You’ve probably been seeing a lot of virtual reality headlines in the last two years. What you may not realize however is just how far virtual reality reach is extending beyond video games. Its true that games remain arguably the main use for VR, but dozens if not hundreds of other interesting uses have emerged. And among them is a new means of traveling the world.
Putting it simply, virtual reality can provide you with a convincing, sensory experience that makes you feel as if you are in a foreign land, or at some noteworthy landmark, or even inside a museum across the world. Naturally, you’ll know, when using these programs, that you haven’t actually traveled anywhere. But that knowledge can be a little less concrete or distracting than you might think. Virtual reality truly does trick the mind, essentially causing the eyes to lie to the brain to make you believe an illusion. And when it is done well, this can create a very convincing travel experience.
It is pretty cool when you think about it, but it may also have its drawbacks. So we thought we would take a quick look at some of the pros and cons of this technology, and what looks to be a slowly emerging trend.
Exposure To The World – The clearest benefit of having the option to travel in VR is that it can expose people to the world in a fairly profound way. It’s one thing to look through the endless wanderlust blogs and sift through gorgeous pictures of places abroad; it’s quite another to actually get to explore them (in some cases even via flying) through VR. Most of us don’t have the opportunity to travel quite as much as we might like to, and VR can at least provide a partial experience just about anywhere on Earth.
Trip Planning – There has been some talk lately about more travel vendors using VR as the ultimate travel brochure. Basically, instead of reading reviews or looking at pictures of transportation options, neighborhoods, accommodations, etc., you can have the opportunity to explore them first hand as you go about planning a trip. And some believe that in the near future, you’ll even be able to meld this experience with the actual booking process. Theoretically you could walk onto a plane in VR, select your seat (with a purchase option), then move to your destination, make a booking in a restaurant that looks nice, book a specific hotel room, etc. This all sounds wildly convenient, and actually quite fun.

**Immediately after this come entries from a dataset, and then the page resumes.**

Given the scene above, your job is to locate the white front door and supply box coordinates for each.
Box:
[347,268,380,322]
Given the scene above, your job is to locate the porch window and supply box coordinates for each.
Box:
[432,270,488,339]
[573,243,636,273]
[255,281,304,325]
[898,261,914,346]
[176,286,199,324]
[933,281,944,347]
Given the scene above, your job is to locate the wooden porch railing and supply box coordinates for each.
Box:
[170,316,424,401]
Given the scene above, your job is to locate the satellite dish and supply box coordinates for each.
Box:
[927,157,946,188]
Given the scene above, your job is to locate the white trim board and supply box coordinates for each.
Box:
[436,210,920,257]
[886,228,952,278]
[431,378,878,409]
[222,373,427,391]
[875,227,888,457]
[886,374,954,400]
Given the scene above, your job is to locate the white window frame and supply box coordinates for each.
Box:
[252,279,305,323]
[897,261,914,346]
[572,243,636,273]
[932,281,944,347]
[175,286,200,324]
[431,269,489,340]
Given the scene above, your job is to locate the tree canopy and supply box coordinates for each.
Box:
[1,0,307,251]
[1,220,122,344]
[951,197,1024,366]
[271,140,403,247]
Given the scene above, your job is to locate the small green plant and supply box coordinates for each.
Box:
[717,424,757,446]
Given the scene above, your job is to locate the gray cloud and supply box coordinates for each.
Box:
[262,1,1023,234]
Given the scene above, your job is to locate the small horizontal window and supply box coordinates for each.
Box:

Exposure To Fake Worlds – This is a less serious notion, but it’s worth thinking about how VR has improved the idea of visiting designed worlds via gaming. Already we’ve started to see small 3D worlds animated for the simplest of games, and some of these games are starting to trickle into VR, such that all a very basic concept needs to succeed is an environment. It´s a simple thought, but one that’s proving to be true, as the most immersive, detailed VR worlds typically make for the best games. Now, imagine that same level of immersion in apps that are purely for exploration. VR could take us to distant planets, planets from sci-fi films, legendary, lost locations on Earth, and more. It’s fictionalized travel, but it does still sound oddly soothing and interesting.
Incomplete Experience – Needless to say, traveling in VR isn’t quite the same experience as the real thing. It’s wonderful that this technology can allow people to see places they wouldn’t otherwise see. But the drawback is that VR can turn the idea of travel into an almost purely visual experience, eschewing culture, cuisine, and all of the other things that make a real trip so special.
Less Social – This ties in with the con just mentioned in that you won’t have any real interaction with locals in a destination when simulating a travel experience in VR. However, it also applies to the idea of travel buddies. While you and a friend can theoretically enjoy the same travel experience in VR, it’s not quite the same as actually going on a journey with someone. Sometimes the bonding that takes place during an experience like this is the best part of all.
Spoilers – Travel planning in VR sounds very convenient, and even sort of fun, as mentioned above. However, there is also the possibility that it makes the eventual real life trip a little less special. Visiting a new destination is supposed to bring about a lot of first-time experiences, and we imagine that reaching a destination you have already explored in VR will feel a little bit like returning to a dream. At least to some extent, virtual reality might spoil the real thing in some cases.